Sangkal Jumlah Rugi Rp106 T
Henry menerangkan jika jumlah rugi anggota tidak sejumlah Rp106 triliun. “Meskipun telah keluar [dari tahanan] masih tetap kita harus ingin bertanggungjawab ke anggota-anggota KSP Indosurya yang sekitaran 6000. Dan angkanya, kemungkinan saya ingin terangkan sedikit semestinya telah diterangkan oleh Kemenkop, Kepolisian, angka rugi itu Rp16 triliun,” tutur Henry pada pertemuan jurnalis di Grha Surya, Jumat (17/2/2023).
Kuasa hukum Henry, Susilo Ari Wibowo juga menjelaskan jika jumlah Rp 16 triliun sendiri berdasar hasil audit forensik. “Bukan angka yang diada-ada . Maka jika ada Rp 106 triliun berkembang kemanapun, angka ini telah disebutkan di persidangan, ada pula Rp 240 triliun. Tetapi sebetulnya Rp 16 triliun,” tuturnya.
Sangkal Jumlah Korban 23 Ribu
Henry menjelaskan jumlah anggota yang alami rugi tidak capai 23.000. Angka 23.000 ini dikarenakan oleh banyak data anggota yang tidak benar.
“Berkenaan Rp 106 triliun dan 23.000 anggota tidak betul, karena banyak dobel-dobel. Misalkan seseorang dipandang dua, karena ada nama istri atau nama anak,” tutur Henry.
Sementara, Kuasa hukum Indosurya Soesilo Aribowo mengutarakan sekarang ini tidak berhasil bayar Rp 16 triliun. “Bukan Rp 106 triliun, seperti yang telah disidangkan Rp 16 triliun. Jumlah anggota bukan 23 ribu, tetapi 6.000-an seperti yang tercatat di PKPU,” katanya dalam pertemuan jurnalis di Grha Surya, Jumat (17/2/2023).
Angka Rp 16 triliun sebagai hasil audit forensik. “Bukan angka yang diada-ada . Maka jika ada Rp 106 triliun berkembang ke manapmana, angka ini telah disebutkan di persidangan, ada pula Rp 240 triliun, tetapi sebetulnya Rp 16 triliun,” tutur ia.
Ranah Pidana
Menurut Susilo, semenjak awalnya dia melihat kasus ini sebagai kasus perdata. Saat KSP Indosurya melalukan tidak berhasil bayar dan digugat bangkrut, Henry Surya sudah ajukan penangguhan kewajiban pembayaran hutang (PKPU).

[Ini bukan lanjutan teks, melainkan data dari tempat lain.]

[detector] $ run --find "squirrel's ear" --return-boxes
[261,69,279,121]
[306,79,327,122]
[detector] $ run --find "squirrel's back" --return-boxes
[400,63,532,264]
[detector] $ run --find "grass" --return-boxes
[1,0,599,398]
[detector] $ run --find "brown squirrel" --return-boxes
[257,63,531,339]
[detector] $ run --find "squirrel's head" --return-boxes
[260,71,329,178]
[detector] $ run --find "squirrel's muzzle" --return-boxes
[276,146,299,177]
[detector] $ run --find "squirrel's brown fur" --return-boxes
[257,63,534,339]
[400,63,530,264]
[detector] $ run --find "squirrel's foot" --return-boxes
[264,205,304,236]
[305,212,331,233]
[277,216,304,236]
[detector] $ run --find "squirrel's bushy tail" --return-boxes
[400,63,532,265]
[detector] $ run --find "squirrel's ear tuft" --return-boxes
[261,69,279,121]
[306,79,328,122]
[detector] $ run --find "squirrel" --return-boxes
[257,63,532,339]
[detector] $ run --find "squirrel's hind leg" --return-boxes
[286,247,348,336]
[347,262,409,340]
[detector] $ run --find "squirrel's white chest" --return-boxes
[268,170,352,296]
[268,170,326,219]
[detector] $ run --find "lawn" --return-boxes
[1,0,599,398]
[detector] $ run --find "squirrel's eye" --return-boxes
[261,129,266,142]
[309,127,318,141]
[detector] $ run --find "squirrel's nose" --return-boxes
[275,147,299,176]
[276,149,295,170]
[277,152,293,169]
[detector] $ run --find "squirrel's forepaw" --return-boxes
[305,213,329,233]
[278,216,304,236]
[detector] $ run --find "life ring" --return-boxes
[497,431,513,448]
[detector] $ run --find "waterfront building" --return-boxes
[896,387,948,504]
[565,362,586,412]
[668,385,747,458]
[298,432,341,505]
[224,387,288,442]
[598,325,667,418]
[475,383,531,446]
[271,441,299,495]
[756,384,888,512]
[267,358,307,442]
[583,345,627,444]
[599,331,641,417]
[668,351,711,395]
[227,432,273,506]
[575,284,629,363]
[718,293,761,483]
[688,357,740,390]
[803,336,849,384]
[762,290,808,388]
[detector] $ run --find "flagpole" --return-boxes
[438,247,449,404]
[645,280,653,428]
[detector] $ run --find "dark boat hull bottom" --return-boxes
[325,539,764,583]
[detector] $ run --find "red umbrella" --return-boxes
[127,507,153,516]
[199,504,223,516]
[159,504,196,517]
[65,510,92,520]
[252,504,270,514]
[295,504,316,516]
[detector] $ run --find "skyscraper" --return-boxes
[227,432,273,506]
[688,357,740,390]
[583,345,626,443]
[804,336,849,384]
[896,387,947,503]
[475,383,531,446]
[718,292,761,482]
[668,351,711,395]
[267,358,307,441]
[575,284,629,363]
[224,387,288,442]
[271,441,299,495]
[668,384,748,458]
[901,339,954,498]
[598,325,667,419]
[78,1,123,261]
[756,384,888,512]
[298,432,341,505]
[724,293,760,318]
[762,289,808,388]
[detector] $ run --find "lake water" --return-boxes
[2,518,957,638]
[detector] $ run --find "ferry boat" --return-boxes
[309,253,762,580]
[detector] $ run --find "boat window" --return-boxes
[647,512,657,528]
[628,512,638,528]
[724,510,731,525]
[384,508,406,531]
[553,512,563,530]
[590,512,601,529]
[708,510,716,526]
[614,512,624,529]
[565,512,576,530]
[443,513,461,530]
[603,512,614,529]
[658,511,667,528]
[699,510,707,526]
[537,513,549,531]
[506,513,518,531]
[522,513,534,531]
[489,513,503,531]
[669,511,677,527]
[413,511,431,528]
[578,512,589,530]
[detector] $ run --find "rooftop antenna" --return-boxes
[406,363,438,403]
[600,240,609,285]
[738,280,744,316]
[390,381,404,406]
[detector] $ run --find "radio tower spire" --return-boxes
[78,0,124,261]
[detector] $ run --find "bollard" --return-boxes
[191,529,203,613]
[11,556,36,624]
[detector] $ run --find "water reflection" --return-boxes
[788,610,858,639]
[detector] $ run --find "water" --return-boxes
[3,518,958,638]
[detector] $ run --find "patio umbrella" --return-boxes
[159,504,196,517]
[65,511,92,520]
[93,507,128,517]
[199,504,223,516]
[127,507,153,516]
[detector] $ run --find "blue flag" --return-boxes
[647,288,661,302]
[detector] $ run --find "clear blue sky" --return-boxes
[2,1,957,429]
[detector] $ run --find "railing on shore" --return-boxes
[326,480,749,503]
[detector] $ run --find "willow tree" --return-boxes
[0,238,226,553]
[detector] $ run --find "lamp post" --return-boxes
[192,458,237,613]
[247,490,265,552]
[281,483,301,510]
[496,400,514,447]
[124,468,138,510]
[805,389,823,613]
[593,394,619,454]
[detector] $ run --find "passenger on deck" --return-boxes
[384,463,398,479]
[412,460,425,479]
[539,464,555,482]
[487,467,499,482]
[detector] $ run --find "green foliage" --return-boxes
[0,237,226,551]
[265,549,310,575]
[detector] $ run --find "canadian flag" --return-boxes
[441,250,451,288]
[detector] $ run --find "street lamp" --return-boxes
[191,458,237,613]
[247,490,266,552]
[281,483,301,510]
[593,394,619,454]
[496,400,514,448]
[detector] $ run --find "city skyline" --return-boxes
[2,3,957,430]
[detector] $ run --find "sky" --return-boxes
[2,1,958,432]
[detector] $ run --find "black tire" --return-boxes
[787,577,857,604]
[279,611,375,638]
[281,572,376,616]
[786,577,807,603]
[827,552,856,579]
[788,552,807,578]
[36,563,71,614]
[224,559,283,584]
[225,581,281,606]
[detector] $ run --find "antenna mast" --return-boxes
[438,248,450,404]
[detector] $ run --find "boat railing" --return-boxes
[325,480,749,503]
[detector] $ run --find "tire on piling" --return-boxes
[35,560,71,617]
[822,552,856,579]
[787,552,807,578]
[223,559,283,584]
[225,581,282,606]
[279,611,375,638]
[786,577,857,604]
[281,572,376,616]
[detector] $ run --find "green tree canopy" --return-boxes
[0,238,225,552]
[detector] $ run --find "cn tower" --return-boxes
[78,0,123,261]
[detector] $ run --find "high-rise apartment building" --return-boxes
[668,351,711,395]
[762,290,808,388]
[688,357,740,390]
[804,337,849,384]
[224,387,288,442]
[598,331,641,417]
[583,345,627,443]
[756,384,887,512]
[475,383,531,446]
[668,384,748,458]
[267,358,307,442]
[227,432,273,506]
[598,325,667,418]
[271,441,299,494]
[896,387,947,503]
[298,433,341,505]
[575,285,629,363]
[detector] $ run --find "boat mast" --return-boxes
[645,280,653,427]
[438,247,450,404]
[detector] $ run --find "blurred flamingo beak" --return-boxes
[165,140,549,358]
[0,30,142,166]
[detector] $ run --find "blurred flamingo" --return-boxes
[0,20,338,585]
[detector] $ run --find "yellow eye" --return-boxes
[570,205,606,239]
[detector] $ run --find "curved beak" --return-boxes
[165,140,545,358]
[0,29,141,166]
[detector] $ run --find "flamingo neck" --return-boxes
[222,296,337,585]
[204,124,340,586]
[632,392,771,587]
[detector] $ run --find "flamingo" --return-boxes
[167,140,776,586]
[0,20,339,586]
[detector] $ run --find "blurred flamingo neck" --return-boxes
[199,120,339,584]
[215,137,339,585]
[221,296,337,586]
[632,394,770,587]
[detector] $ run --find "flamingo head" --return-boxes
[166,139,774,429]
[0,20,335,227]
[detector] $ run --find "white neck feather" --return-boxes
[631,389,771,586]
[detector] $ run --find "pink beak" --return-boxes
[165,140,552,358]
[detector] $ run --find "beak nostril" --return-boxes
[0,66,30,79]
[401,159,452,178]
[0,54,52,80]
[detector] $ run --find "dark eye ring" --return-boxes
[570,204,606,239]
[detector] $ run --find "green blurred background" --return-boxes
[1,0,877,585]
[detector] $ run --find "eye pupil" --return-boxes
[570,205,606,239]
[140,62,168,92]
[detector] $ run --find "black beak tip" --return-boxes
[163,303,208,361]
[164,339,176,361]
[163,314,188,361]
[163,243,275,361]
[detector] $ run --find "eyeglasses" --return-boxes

Dengan ajukan PKPU, Henry harus membuat gagasan pembayaran. Saat kesepakatan itu telah dilaksanakan, karena itu telah masuk ranah perdata. Sehinggat, kata Susilo, tidak dapat diserta-mertakan tuntutan pidana.
“Karena bentuk perusahan ada, pinjam pinjam terjadi, pengembalian terjadi. Walau belum seutuhnya,” ujarnya.
Sangkal Praktek Shadow Banking
Salah satunya dari team kuasa hukum, Andy Putra Kusuma menentang ada praktek shadow banking. Dia menjelaskan jika pengumpulan dana koperasi itu telah sesuai UU Perkoperasian.
Dan shadow banking atau bank gelap itu ditata pada pasal 16 juncto pasal 46 UU Perbankan. Di mana pada dasarnya diterangkan jika faksi yang kumpulkan dana dari warga harus bisa ijin dari Bank Indonesia atau Kewenangan Jasa Keuangan (OJK).
“Tetapi sebetulnya pasal 16 itu dalam UU Perbankan tidak stop di sana. Itu ada pengecualiannya. Itu kecuali pada beberapa pihak atau lembaga-lembaga yang penghimpunan dananya ditata dalam UU yang lain. Nach koperasi ini penghimpunan dananya ditata tertentu dalam UU Koperasi,” tutur Andy.
Maka kata Andy, koperasi taruh pinjam bisa lakukan pengumpulan dana dari warga. Dia menjelaskan proses warga tergabung sebagai anggota, sama seperti dengan saat warga jadi nasabah dengan simpan uangnya di bank.
“Tersebut sebetulnya penghimpunan dana yang sudah dilakukan Indosurya. Tetapi jika disebutkan jika itu shadow banking, itu tidak betul karena pemgumpulan dana ditata dalam UU tertentu,” paparnya.